Ensuring the Sustainability of Tail Spend Management

Companies should also think about using AI technologies to cut out some areas of tail spend altogether.

For example, firms can use advanced analytics to analyze previous purchases and predict demand for the subsequent year and can use AI for one-off purchases. Together, the two technologies can automatically recommend which tail items to eliminate.

In addition, AI-based instructions to ban spending can be integrated into several digital tools to prohibit spending under certain conditions. For example, a spending ban can be integrated into catalogs to stop purchases once a certain budget limit is reached. AI even allows for more complex governance models that indicate which suppliers are preferred or banned.

Thanks to digital technologies, tail spend is now truly manageable, allowing companies to generate savings, preserve quality, and mitigate risk. To maximize results, companies should create a dedicated team that focuses on tail spend. The team will need to have clear targets and metrics that emphasize supplier consolidation and the use of leading tools, such as mass eRFQs, as well as savings.

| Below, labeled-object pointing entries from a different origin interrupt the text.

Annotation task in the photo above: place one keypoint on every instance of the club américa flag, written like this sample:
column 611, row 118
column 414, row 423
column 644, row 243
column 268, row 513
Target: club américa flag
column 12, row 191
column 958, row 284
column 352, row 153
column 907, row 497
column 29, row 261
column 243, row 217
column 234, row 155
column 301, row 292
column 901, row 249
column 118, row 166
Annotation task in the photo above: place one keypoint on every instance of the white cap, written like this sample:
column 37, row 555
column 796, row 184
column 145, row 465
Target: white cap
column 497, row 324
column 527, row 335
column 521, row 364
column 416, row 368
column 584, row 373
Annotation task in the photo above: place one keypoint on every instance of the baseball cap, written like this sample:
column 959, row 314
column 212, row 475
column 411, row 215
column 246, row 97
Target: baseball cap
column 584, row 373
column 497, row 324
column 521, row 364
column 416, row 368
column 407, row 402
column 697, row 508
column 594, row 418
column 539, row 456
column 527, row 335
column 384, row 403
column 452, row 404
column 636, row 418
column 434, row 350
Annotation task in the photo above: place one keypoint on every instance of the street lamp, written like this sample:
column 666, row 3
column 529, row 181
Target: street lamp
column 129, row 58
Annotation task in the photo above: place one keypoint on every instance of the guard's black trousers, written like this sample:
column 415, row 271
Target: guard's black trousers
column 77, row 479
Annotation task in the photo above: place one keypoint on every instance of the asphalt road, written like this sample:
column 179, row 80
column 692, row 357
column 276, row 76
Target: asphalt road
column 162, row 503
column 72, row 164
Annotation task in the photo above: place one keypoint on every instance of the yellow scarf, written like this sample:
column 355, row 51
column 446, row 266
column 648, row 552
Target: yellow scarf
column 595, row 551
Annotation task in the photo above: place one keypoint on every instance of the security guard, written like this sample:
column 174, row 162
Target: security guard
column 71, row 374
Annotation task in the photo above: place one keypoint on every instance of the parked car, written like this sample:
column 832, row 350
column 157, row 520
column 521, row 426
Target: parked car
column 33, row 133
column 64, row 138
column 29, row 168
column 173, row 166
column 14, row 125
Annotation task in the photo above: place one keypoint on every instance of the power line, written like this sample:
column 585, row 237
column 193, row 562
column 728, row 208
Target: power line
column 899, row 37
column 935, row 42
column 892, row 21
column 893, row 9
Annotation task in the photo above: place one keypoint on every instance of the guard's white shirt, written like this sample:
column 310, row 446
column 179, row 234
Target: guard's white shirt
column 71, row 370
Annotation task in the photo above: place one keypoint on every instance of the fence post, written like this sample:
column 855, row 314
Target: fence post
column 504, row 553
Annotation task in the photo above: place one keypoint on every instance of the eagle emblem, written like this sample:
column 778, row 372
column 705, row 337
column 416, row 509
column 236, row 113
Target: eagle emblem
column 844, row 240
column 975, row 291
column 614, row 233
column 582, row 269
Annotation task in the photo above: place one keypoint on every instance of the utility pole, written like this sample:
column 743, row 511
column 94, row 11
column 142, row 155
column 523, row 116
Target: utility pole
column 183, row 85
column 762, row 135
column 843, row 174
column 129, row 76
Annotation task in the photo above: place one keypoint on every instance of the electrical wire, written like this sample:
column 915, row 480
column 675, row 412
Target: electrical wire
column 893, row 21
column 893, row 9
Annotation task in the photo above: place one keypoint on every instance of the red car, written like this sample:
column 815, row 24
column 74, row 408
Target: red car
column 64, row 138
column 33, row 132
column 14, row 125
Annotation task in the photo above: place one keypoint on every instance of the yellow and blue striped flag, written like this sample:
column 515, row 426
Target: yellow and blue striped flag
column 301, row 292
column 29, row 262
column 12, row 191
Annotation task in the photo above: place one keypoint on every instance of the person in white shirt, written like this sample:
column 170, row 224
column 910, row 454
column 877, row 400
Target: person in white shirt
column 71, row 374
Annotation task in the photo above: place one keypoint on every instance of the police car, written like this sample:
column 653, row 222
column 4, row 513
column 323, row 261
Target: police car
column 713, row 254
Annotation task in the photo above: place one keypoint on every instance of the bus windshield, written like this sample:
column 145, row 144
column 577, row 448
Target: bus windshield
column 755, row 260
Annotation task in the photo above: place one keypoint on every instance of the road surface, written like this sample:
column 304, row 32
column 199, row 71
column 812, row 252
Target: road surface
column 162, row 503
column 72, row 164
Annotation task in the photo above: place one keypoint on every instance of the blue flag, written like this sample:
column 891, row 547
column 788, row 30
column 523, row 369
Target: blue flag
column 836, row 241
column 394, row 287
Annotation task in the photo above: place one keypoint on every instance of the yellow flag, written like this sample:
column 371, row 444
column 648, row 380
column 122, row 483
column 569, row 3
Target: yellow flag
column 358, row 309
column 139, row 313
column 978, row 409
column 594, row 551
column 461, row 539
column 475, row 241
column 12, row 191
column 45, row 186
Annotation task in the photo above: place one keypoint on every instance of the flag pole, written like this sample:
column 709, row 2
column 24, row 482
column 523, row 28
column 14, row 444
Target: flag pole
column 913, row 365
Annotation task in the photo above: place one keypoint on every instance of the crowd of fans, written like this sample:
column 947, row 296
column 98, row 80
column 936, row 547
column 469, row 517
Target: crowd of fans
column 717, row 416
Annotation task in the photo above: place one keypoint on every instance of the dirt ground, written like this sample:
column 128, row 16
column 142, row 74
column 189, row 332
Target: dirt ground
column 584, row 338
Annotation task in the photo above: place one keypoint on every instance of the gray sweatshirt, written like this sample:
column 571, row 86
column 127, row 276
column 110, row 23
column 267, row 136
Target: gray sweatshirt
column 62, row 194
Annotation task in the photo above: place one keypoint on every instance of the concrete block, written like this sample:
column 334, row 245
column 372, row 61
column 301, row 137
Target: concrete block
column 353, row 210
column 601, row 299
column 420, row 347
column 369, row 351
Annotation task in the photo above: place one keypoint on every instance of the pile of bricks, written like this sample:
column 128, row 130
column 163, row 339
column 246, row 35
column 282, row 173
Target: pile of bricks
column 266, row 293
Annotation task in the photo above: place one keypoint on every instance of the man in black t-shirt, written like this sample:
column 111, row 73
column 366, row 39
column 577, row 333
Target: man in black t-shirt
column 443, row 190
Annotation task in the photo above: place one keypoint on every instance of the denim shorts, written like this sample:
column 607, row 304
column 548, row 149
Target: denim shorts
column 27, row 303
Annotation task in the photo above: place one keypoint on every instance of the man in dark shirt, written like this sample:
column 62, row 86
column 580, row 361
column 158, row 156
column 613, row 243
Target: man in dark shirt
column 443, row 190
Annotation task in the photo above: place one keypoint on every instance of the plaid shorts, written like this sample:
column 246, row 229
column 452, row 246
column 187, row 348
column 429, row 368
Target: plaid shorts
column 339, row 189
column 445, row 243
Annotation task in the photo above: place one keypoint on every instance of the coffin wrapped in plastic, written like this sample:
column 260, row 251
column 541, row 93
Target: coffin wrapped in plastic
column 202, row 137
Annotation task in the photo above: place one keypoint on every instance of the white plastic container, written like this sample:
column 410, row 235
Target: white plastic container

Digital technologies can have a major impact on tail spend because they enable a level of spend transparency and management never before possible. To get the most from digital, companies need first to assess their pain points, how much value there is to gain from digitizing, and how an initiative aligns with their current digital capabilities. Only by understanding how large the tail really is and how much of it can realistically be managed is it possible to turn this source of bloated expenditures into an advantage.